Wir haben uns überlegt, dass ein artifizielles Peptid, das nach der Spaltung die „rechten“ Bindetaschen besetzt, länger im aktiven Zentrum der Protease verbleibt und zur Protease-Hemmung führt.
WELCHEN ANSATZ HABEN DIE FORSCHENDEN GEWÄHLT?
Die Verbindungen, die wir entworfen haben, ähneln Peptiden; es sind sogenannte Peptidomimetika. Zuerst haben wir eine geeignete chemische Gruppe an der Peptidstruktur angebracht, die für die Umlenkung der Spaltung sorgt. In einem iterativen Prozess haben wir verschiedene Teilstrukturen unserer Verbindungen modifiziert und geprüft, welche chemische Veränderung zur Verbesserung der Enzymhemmung führt.
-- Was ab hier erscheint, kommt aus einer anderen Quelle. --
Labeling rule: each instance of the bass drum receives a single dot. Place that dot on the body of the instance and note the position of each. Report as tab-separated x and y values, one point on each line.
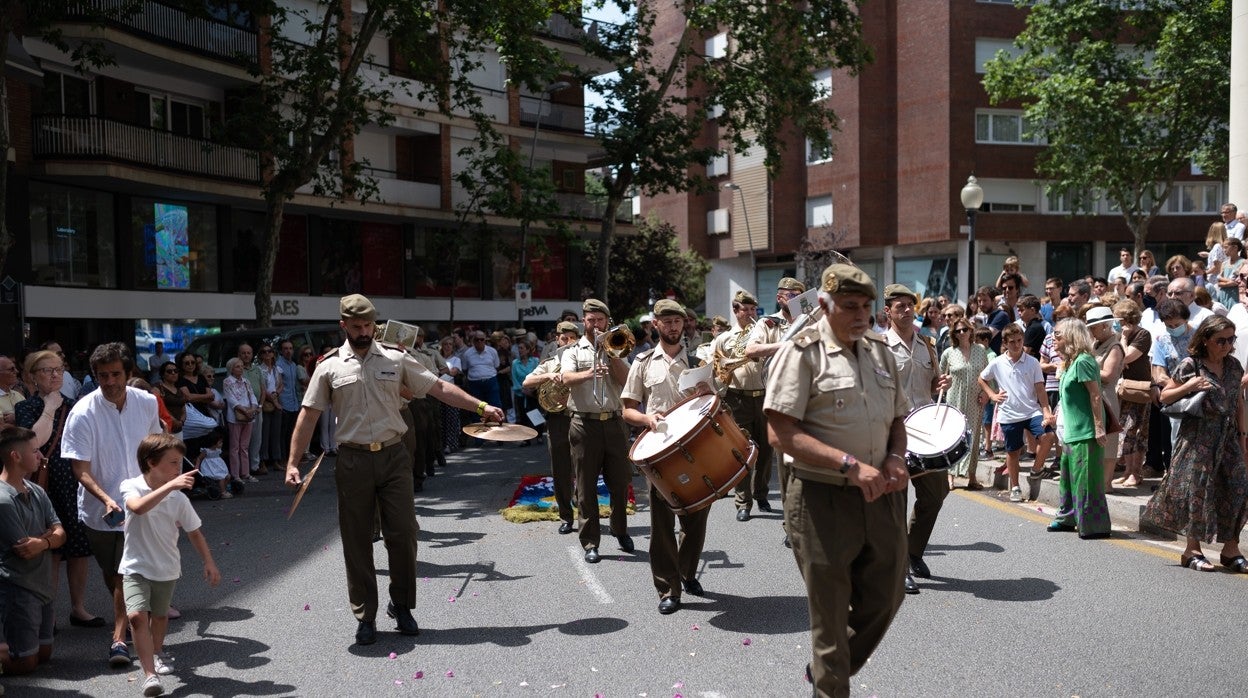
700	456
So konnten wir sehr wirksame Inhibitormoleküle gewinnen. Insgesamt haben wir 91 Endprodukte in mehrstufigen Reaktionen synthetisiert und einer detaillierten biochemischen Prüfung zugeführt. Die letztliche Absicherung des Mechanismus erfolgte mittels Röntgenkristallstrukturanalysen von Enzym-Inhibitor-Komplexen.
WARUM HABEN SIE DAS ANHAND VON CATHEPSIN B DURCHGEFÜHRT?
Wir haben Cathepsin B des Menschen aus drei Gründen für unsere Studie ausgewählt. Erstens handelt es sich um eine Cysteinprotease, die also die Hydrolyse der Peptidbindung im Zuge des oben genannten kovalenten Mechanismus katalysiert. Zweitens kann Cathepsin B eine spezielle Konformation einnehmen, in der zwei protonierte Histidinreste eine effiziente polare Interaktion mit einer passgenau platzierten deprotonierten Carboxylgruppe unserer Inhibitoren eingehen. Wenn wir diese Carboxylgruppe veresterten, blieb die inhibitorische Aktivität aus. Nahverwandte menschliche Cysteinproteasen, die nicht über die beiden Histidinreste verfügen, wurden durch unsere Verbindungen nicht beeinflusst. Drittens ist Cathepsin B an einigen pathophysiologischen Prozessen beteiligt, vor allem als wichtiger Akteur bei der Tumorprogression.
WELCHE THERAPEUTISCHE BEDEUTUNG HAT DIESER VORGANG?
Cathepsin B gehört zu denjenigen lysosomalen Proteasen, die in Tumorzellen hochreguliert sind. Sie werden auf die Zelloberfläche verlagert oder in das extrazelluläre Milieu sezerniert, wo sie die Tumorinvasion durch mehrere Mechanismen fördern können. Zum Beispiel können sie Komponenten der extrazellulären Matrix und der Basalmembran spalten und so die Migration von Tumorzellen ermöglichen. Deshalb ist die Hemmung von Cathepsin B ein therapeutischer Ansatzpunkt.
WELCHE SONSTIGEN ANWENDUNGSMÖGLICHKEITEN GIBT ES?
Unser Konzept ist nicht auf Cathepsin B beschränkt. Unter Verwendung unserer chemischen Modifizierung und mit Hilfe geeigneter Strukturkomponenten für Wechselwirkungen mit den „rechten“ Bindetaschen anderer Proteasen sollten auch diese im Zuge der umgelenkten Peptidspaltung inaktiviert werden können. Aus biochemischer Hinsicht besonders interessant ist die Rolle der Seitenkette des namensgebenden Cysteins von Cathepsin B. Während der Cystein-Schwefel in der regulären katalytischen Reaktion als Nucleophil agiert, operiert er bei der Reaktion mit unseren Hemmstoffen als Base.
WIE GEHT ES WEITER?
Die nächsten Schritte sollten Zellkulturmodelle einschließen, um die biologische Aktivität unserer potentesten Inhibitoren weiter zu charakterisieren.